Machine learning falls under the general umbrage of data science. And yet, the term machine learning is used so much that it could very well deserve its own category. In this blog post we will highlight what makes machine learning unique among data science techniques and discuss how those unique aspects drive tremendous value for enterprises.
Before we discuss machine learning, let’s start with a few general definitions. The definitions below are how Vidora sees these terms typically used within enterprise companies. These definitions differ somewhat from their dictionary definitions.
- Data Science – The manipulation of data to produce insights and graphs which are used to monitor and provide visibility to organizational processes. Typically this involves data scientists analyzing data to produce insights for various business units and executives.
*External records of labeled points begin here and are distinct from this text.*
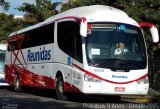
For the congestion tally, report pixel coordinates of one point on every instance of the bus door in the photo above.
(77, 58)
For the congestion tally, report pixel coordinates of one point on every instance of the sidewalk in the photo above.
(140, 99)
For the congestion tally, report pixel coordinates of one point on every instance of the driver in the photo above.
(120, 49)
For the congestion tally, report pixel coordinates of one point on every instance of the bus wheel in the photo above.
(17, 86)
(60, 89)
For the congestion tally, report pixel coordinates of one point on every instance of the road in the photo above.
(45, 99)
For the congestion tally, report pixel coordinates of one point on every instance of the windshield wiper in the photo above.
(130, 63)
(105, 61)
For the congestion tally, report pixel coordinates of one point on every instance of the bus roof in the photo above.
(93, 13)
(3, 46)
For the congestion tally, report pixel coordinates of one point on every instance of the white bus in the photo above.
(2, 64)
(77, 51)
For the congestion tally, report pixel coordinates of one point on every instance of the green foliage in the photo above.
(7, 25)
(5, 5)
(38, 12)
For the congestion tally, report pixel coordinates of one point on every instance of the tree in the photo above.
(38, 12)
(5, 5)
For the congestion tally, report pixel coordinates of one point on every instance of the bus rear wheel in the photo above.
(60, 89)
(17, 86)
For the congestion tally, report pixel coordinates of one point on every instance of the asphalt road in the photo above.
(45, 99)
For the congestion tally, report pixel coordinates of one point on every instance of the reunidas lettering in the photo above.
(121, 76)
(41, 55)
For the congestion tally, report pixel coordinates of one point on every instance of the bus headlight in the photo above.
(143, 81)
(89, 78)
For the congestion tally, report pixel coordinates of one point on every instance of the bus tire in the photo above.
(17, 86)
(60, 89)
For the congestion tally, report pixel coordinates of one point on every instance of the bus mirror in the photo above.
(83, 27)
(154, 33)
(153, 29)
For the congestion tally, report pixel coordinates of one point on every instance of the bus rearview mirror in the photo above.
(153, 30)
(83, 27)
(154, 33)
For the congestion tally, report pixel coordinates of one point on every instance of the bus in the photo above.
(2, 64)
(74, 52)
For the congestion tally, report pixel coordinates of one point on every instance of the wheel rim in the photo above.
(17, 84)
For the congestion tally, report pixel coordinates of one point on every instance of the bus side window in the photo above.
(65, 34)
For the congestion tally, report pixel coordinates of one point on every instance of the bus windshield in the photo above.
(2, 61)
(115, 46)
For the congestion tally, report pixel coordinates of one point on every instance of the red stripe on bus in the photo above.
(142, 24)
(100, 78)
(28, 78)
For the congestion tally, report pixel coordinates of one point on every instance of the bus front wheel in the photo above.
(17, 86)
(60, 89)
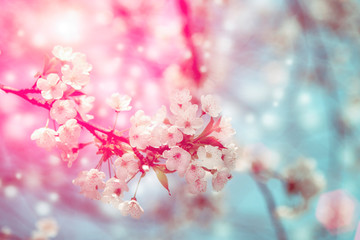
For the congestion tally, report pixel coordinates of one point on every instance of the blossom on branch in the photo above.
(45, 137)
(51, 87)
(119, 102)
(91, 182)
(63, 110)
(131, 208)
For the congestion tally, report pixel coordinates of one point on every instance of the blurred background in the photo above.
(287, 72)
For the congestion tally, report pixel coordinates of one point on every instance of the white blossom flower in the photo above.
(119, 102)
(126, 166)
(220, 178)
(139, 137)
(210, 105)
(70, 132)
(194, 172)
(90, 182)
(67, 152)
(84, 105)
(114, 191)
(74, 77)
(224, 131)
(177, 159)
(63, 110)
(210, 157)
(180, 100)
(45, 137)
(131, 208)
(231, 154)
(198, 186)
(188, 122)
(171, 136)
(51, 87)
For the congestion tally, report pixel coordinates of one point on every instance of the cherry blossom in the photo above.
(198, 186)
(231, 154)
(224, 131)
(188, 122)
(62, 53)
(131, 208)
(63, 110)
(69, 132)
(114, 191)
(210, 157)
(210, 105)
(68, 152)
(171, 136)
(194, 173)
(74, 77)
(139, 137)
(51, 87)
(182, 140)
(177, 159)
(90, 182)
(119, 102)
(180, 100)
(84, 106)
(220, 178)
(126, 166)
(45, 137)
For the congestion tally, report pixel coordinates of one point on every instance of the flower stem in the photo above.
(271, 206)
(137, 187)
(116, 117)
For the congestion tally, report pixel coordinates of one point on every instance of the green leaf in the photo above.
(162, 178)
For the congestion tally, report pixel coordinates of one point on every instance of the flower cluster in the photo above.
(191, 139)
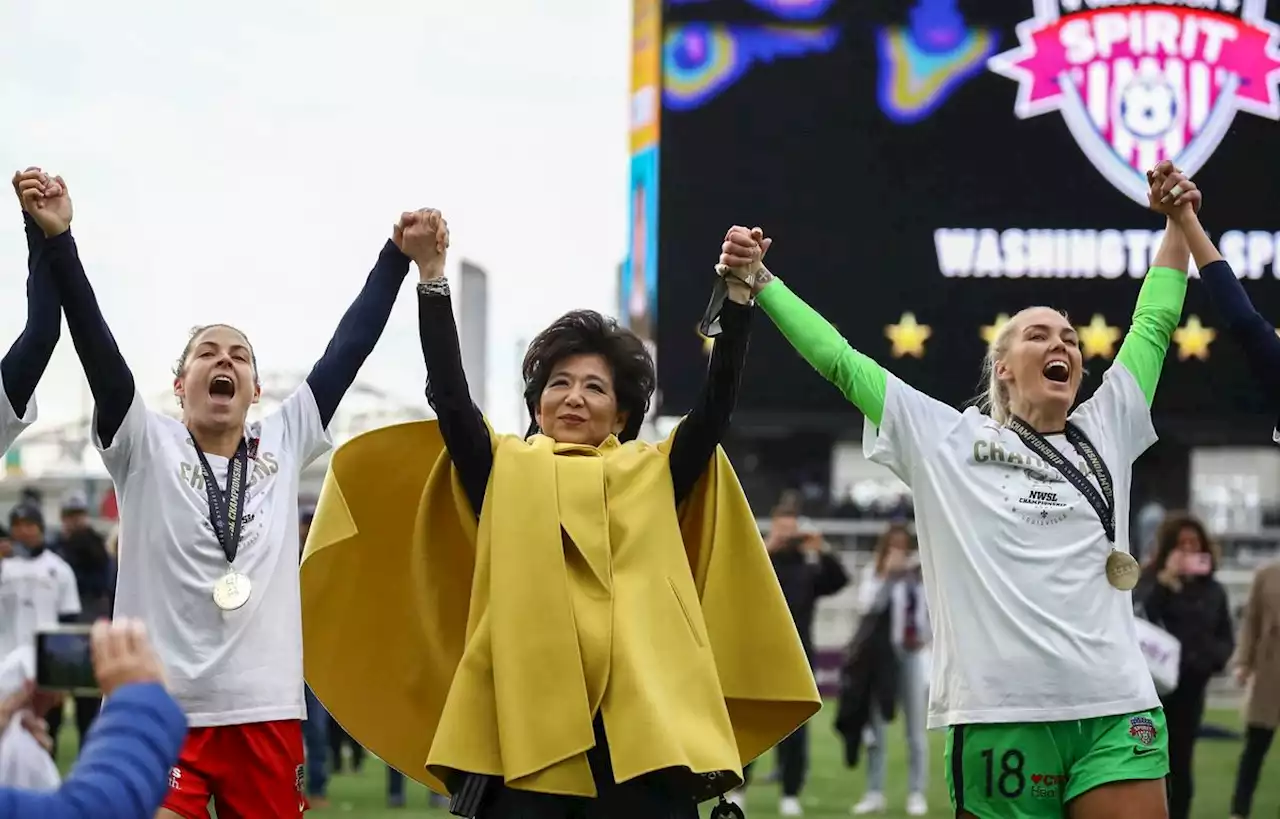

- Predictive Analytics – The use of current and historical data to make predictions about the future. In general predictive analytics leverages predictive models like neural networks and decision trees to make predictions. Predictive analytics can often be used as part of a one-time analysis for a data science project.
- Machine Learning – Machine learning also uses current and past data to make predictions. And machine learning also uses models like neural networks and decision trees to make predictions. The key difference between machine learning and predictive analytics (as these terms are used by most businesses) is that machine learning technology is continually adapting and adjusting to new data, while predictive analytics technology is typically used in a more static fashion for a one-time analysis.
In summary, the unique aspects of machine learning is that it continually learns and adapts based on the latest data. Why is this continually learning and adaptation so valuable for companies?
Various types of machine learning models available within Vidora’s no-code machine learning platform Cortex.
Machine Learning Benefit #1 – “Set It and Forget It”
A tremendous benefit of machine learning technology is that once a machine learning model is setup and running, no more work is required. The machine learning algorithm will continually adapt to new data on its own. Typically what’s needed to setup a machine learning model is input data, an output location, and the model goal. Machine learning takes care of the rest. At Vidora we have several models that have been running for years.
Machine Learning Benefit #2 – Adapt Quickly to Changing Market Conditions
2020 has taught us that markets can change quickly. Machine learning is well suited to adapt to changing market conditions. As the input data changes for the model, it adapts and learns how to adapt that data for the goals specified by the business. We wrote a recent blog post on how machine learning helps organizations adapt to changing market conditions.
Machine Learning Benefit #3 – Automate Business Tasks
Machine learning pipelines, because of their adaptability, can be used to automate key organizational tasks. Within marketing teams these tasks can range from when to send a user a push notification to how much to price a subscription paywall for an individual user. The machine learning algorithm will ensure that the experience for each user is optimized.
Machine Learning for the Win
Machine learning is a cutting edge area of data science with the ability to provide real and sustained value for organizations. The key to the success of machine learning is its ability to continually adapt to changing markets while simultaneously ensuring the business is seeing the best possible outcomes. Used correctly, machine learning has the ability to transform the large organizational investments in data into revenue and ROI.